Except, y’know, what in the living goddamn FUCK am I doing?! I’m a salaried professional. I like getting paid to do my job. I like being comfortable on my salary. I told myself after round 1 of grad school that I was finished. No more tests, no more college horseshit, no more papers, no more stoopid academia politics. Terminal degree. Finito.

But here I am, staring down the barrel of four more years of oral comps, written comps, a dissertation, classes, books, teaching some prof’s 8AM classes, and student poverty. Dear God, I may have a panic attack.

OK, maybe not, but what the hell am I thinking? PLEASE GOD, somebody tell me this crap is going to be worth it someday.

I need another beer.

Have two beers and start looking for another job. Enough school’s enough. That worked for me.

Well, you asked! Good luck, whichever which away you decide to go.

I refuse to begrudge anyone the opportunity to strive for a career doing something they actually enjoy. If that’s why you’re going back for your Ph.D., then more power to you.

Yeah, I’m actually going back to get a doctorate in the field I’m passionate about (biology, or more specifically, ecology,) so that’s good. But urgh.

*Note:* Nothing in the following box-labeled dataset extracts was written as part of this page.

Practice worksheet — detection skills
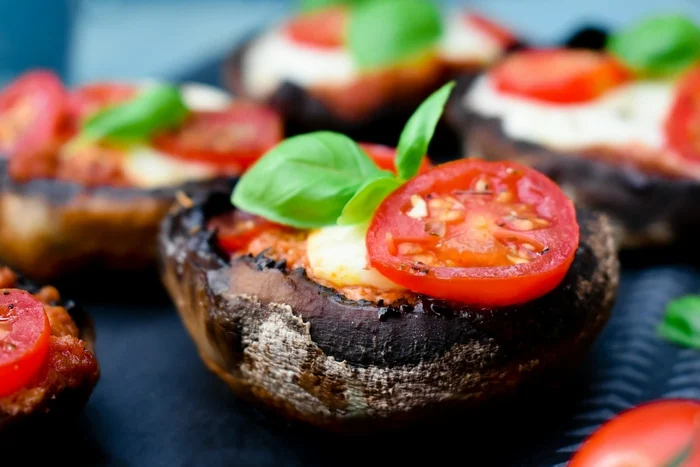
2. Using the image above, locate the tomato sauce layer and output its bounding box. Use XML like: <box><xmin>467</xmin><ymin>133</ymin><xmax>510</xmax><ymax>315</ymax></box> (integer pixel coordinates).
<box><xmin>0</xmin><ymin>268</ymin><xmax>99</xmax><ymax>416</ymax></box>
<box><xmin>208</xmin><ymin>211</ymin><xmax>413</xmax><ymax>304</ymax></box>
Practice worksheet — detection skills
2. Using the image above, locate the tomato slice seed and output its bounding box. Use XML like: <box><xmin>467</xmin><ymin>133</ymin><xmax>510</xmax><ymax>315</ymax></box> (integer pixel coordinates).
<box><xmin>0</xmin><ymin>289</ymin><xmax>51</xmax><ymax>397</ymax></box>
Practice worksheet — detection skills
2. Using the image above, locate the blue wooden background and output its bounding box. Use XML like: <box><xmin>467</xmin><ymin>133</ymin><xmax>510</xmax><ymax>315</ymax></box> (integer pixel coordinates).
<box><xmin>0</xmin><ymin>0</ymin><xmax>700</xmax><ymax>87</ymax></box>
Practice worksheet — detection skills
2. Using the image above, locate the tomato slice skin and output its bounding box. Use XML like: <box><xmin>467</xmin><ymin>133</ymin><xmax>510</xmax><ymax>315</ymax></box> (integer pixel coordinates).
<box><xmin>153</xmin><ymin>102</ymin><xmax>284</xmax><ymax>170</ymax></box>
<box><xmin>284</xmin><ymin>6</ymin><xmax>348</xmax><ymax>49</ymax></box>
<box><xmin>0</xmin><ymin>289</ymin><xmax>51</xmax><ymax>397</ymax></box>
<box><xmin>358</xmin><ymin>143</ymin><xmax>430</xmax><ymax>174</ymax></box>
<box><xmin>491</xmin><ymin>49</ymin><xmax>632</xmax><ymax>104</ymax></box>
<box><xmin>366</xmin><ymin>159</ymin><xmax>579</xmax><ymax>306</ymax></box>
<box><xmin>664</xmin><ymin>66</ymin><xmax>700</xmax><ymax>162</ymax></box>
<box><xmin>0</xmin><ymin>69</ymin><xmax>68</xmax><ymax>155</ymax></box>
<box><xmin>568</xmin><ymin>399</ymin><xmax>700</xmax><ymax>467</ymax></box>
<box><xmin>68</xmin><ymin>82</ymin><xmax>139</xmax><ymax>123</ymax></box>
<box><xmin>464</xmin><ymin>12</ymin><xmax>518</xmax><ymax>49</ymax></box>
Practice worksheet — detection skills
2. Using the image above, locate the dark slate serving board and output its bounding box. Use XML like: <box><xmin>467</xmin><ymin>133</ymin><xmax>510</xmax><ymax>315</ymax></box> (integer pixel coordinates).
<box><xmin>8</xmin><ymin>27</ymin><xmax>700</xmax><ymax>467</ymax></box>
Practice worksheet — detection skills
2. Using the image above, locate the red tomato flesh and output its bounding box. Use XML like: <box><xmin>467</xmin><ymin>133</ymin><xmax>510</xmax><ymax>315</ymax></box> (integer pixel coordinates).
<box><xmin>367</xmin><ymin>159</ymin><xmax>579</xmax><ymax>306</ymax></box>
<box><xmin>491</xmin><ymin>49</ymin><xmax>631</xmax><ymax>104</ymax></box>
<box><xmin>0</xmin><ymin>70</ymin><xmax>67</xmax><ymax>155</ymax></box>
<box><xmin>153</xmin><ymin>102</ymin><xmax>284</xmax><ymax>170</ymax></box>
<box><xmin>69</xmin><ymin>82</ymin><xmax>138</xmax><ymax>122</ymax></box>
<box><xmin>568</xmin><ymin>399</ymin><xmax>700</xmax><ymax>467</ymax></box>
<box><xmin>208</xmin><ymin>209</ymin><xmax>285</xmax><ymax>253</ymax></box>
<box><xmin>358</xmin><ymin>143</ymin><xmax>430</xmax><ymax>174</ymax></box>
<box><xmin>285</xmin><ymin>7</ymin><xmax>348</xmax><ymax>49</ymax></box>
<box><xmin>0</xmin><ymin>289</ymin><xmax>51</xmax><ymax>397</ymax></box>
<box><xmin>464</xmin><ymin>13</ymin><xmax>518</xmax><ymax>49</ymax></box>
<box><xmin>664</xmin><ymin>67</ymin><xmax>700</xmax><ymax>162</ymax></box>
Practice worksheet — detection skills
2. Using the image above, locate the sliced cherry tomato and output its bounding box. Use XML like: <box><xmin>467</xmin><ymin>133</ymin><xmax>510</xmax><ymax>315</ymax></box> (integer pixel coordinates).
<box><xmin>69</xmin><ymin>82</ymin><xmax>138</xmax><ymax>122</ymax></box>
<box><xmin>491</xmin><ymin>49</ymin><xmax>631</xmax><ymax>104</ymax></box>
<box><xmin>568</xmin><ymin>399</ymin><xmax>700</xmax><ymax>467</ymax></box>
<box><xmin>0</xmin><ymin>289</ymin><xmax>51</xmax><ymax>397</ymax></box>
<box><xmin>0</xmin><ymin>70</ymin><xmax>67</xmax><ymax>154</ymax></box>
<box><xmin>153</xmin><ymin>102</ymin><xmax>284</xmax><ymax>170</ymax></box>
<box><xmin>664</xmin><ymin>67</ymin><xmax>700</xmax><ymax>162</ymax></box>
<box><xmin>464</xmin><ymin>12</ymin><xmax>518</xmax><ymax>49</ymax></box>
<box><xmin>208</xmin><ymin>209</ymin><xmax>284</xmax><ymax>253</ymax></box>
<box><xmin>285</xmin><ymin>7</ymin><xmax>348</xmax><ymax>49</ymax></box>
<box><xmin>367</xmin><ymin>159</ymin><xmax>579</xmax><ymax>306</ymax></box>
<box><xmin>359</xmin><ymin>143</ymin><xmax>430</xmax><ymax>173</ymax></box>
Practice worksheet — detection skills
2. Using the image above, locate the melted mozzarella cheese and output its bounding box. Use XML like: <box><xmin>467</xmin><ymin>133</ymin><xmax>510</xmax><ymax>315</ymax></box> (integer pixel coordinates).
<box><xmin>241</xmin><ymin>29</ymin><xmax>357</xmax><ymax>99</ymax></box>
<box><xmin>123</xmin><ymin>83</ymin><xmax>233</xmax><ymax>188</ymax></box>
<box><xmin>241</xmin><ymin>12</ymin><xmax>503</xmax><ymax>99</ymax></box>
<box><xmin>306</xmin><ymin>225</ymin><xmax>403</xmax><ymax>290</ymax></box>
<box><xmin>180</xmin><ymin>83</ymin><xmax>233</xmax><ymax>111</ymax></box>
<box><xmin>464</xmin><ymin>76</ymin><xmax>674</xmax><ymax>149</ymax></box>
<box><xmin>122</xmin><ymin>146</ymin><xmax>216</xmax><ymax>188</ymax></box>
<box><xmin>439</xmin><ymin>11</ymin><xmax>503</xmax><ymax>63</ymax></box>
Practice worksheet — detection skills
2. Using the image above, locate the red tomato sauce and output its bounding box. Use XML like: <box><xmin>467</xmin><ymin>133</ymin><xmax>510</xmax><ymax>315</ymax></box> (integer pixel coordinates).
<box><xmin>0</xmin><ymin>268</ymin><xmax>100</xmax><ymax>415</ymax></box>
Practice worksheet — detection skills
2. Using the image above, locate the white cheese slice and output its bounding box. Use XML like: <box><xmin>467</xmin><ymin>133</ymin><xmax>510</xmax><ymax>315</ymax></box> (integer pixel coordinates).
<box><xmin>123</xmin><ymin>146</ymin><xmax>216</xmax><ymax>188</ymax></box>
<box><xmin>306</xmin><ymin>225</ymin><xmax>403</xmax><ymax>290</ymax></box>
<box><xmin>464</xmin><ymin>75</ymin><xmax>674</xmax><ymax>149</ymax></box>
<box><xmin>439</xmin><ymin>11</ymin><xmax>503</xmax><ymax>64</ymax></box>
<box><xmin>180</xmin><ymin>83</ymin><xmax>233</xmax><ymax>111</ymax></box>
<box><xmin>241</xmin><ymin>29</ymin><xmax>358</xmax><ymax>99</ymax></box>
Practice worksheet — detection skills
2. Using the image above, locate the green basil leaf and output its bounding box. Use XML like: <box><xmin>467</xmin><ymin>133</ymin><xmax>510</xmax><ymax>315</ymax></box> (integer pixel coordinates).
<box><xmin>79</xmin><ymin>84</ymin><xmax>189</xmax><ymax>143</ymax></box>
<box><xmin>338</xmin><ymin>176</ymin><xmax>402</xmax><ymax>225</ymax></box>
<box><xmin>607</xmin><ymin>14</ymin><xmax>700</xmax><ymax>77</ymax></box>
<box><xmin>231</xmin><ymin>131</ymin><xmax>391</xmax><ymax>228</ymax></box>
<box><xmin>396</xmin><ymin>81</ymin><xmax>455</xmax><ymax>180</ymax></box>
<box><xmin>658</xmin><ymin>295</ymin><xmax>700</xmax><ymax>348</ymax></box>
<box><xmin>348</xmin><ymin>0</ymin><xmax>443</xmax><ymax>68</ymax></box>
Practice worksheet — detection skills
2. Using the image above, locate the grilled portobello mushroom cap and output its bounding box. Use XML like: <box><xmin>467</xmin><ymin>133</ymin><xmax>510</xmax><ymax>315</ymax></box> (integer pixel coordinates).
<box><xmin>221</xmin><ymin>34</ymin><xmax>480</xmax><ymax>152</ymax></box>
<box><xmin>158</xmin><ymin>194</ymin><xmax>619</xmax><ymax>432</ymax></box>
<box><xmin>0</xmin><ymin>158</ymin><xmax>233</xmax><ymax>281</ymax></box>
<box><xmin>446</xmin><ymin>78</ymin><xmax>700</xmax><ymax>250</ymax></box>
<box><xmin>0</xmin><ymin>265</ymin><xmax>101</xmax><ymax>441</ymax></box>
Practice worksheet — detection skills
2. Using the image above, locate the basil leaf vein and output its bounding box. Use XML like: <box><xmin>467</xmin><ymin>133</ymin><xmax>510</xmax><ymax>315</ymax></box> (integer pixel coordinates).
<box><xmin>337</xmin><ymin>176</ymin><xmax>402</xmax><ymax>225</ymax></box>
<box><xmin>348</xmin><ymin>0</ymin><xmax>443</xmax><ymax>68</ymax></box>
<box><xmin>607</xmin><ymin>14</ymin><xmax>700</xmax><ymax>77</ymax></box>
<box><xmin>396</xmin><ymin>81</ymin><xmax>455</xmax><ymax>180</ymax></box>
<box><xmin>79</xmin><ymin>84</ymin><xmax>189</xmax><ymax>143</ymax></box>
<box><xmin>231</xmin><ymin>131</ymin><xmax>391</xmax><ymax>228</ymax></box>
<box><xmin>658</xmin><ymin>295</ymin><xmax>700</xmax><ymax>348</ymax></box>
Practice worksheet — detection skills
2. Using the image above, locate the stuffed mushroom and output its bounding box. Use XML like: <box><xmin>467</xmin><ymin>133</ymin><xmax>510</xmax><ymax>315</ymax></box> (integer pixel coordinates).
<box><xmin>0</xmin><ymin>267</ymin><xmax>100</xmax><ymax>437</ymax></box>
<box><xmin>159</xmin><ymin>84</ymin><xmax>619</xmax><ymax>432</ymax></box>
<box><xmin>449</xmin><ymin>16</ymin><xmax>700</xmax><ymax>248</ymax></box>
<box><xmin>223</xmin><ymin>0</ymin><xmax>518</xmax><ymax>144</ymax></box>
<box><xmin>0</xmin><ymin>70</ymin><xmax>283</xmax><ymax>280</ymax></box>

And JCoM: :stuck_out_tongue:

The PhD takes far far far far far longer and is much much much much much more psychically distressing than the Masters. As for being worth it. . . God I hope so. I’m starting my second year of non-tenure track work and I hope this pays off next year.
I had a ball, though. I love school, and can do the monastic lifestyle just fine.
Be very sure you want to do this. If you do, that’s very cool. If you’re not sure. . . it’s a commitment. If you just need a new job or a hobby, then do that.

Ah, then you have to! How lucky you are to be able to pursue a passion through academics! Let it be a feast for your mind even though it is a trial.

A few years ago my step-daughter was thinking about making a mid-life change and going to law school. She groaned that she would be forty by the time she graduated. I asked her how old she would be if she didn’t go to law school. :slight_smile:

She graduates on Saturday!

BTW, I have always referred to my favorite college professor as “the friendly ogre.”

No urgh at all mate. Sure, doing a PhD is a lot of work and can be exhausting at times, but pursuing an interest is not a job anymore, its a lifestyle. You are your own boss. Of course the more responsibility on yourself to complete all the tasks at hand, but dont you love that freedom? I do.

Im supposed to complete my PhD in marine biology sometime this year. Its been hell of a ride, but wheee, I have loved every second of it. I am also aware that when Im finished, its all up to me to start applying for more project grants. Being a scientist is a bit like being a hamster in that wheel, keep running to keep the projects alive. But hey, Im a happy hamster! :wink:

I got my PhD when I was young and stupid. Then I went back to respecialize ina different area, meaning 2 more years of classwork, an internship, and a post-doc. IOW, 4 years of school/training after a PhD, and after being a salaried professional. Bits of it sucked, but by and large, it was wonderful and I don’t regret a minute of it. For me, grad school as an adult was much better than the first time around.

Best of luck to you, Ogre! Just remember why you chose to do this, and plunge in head first.

You’re a little older, a little more wiser, a little more hardened and you’re going for a PhD in something you’re passionate about. Dude, you are so gonna ace this! Congrats and good luck!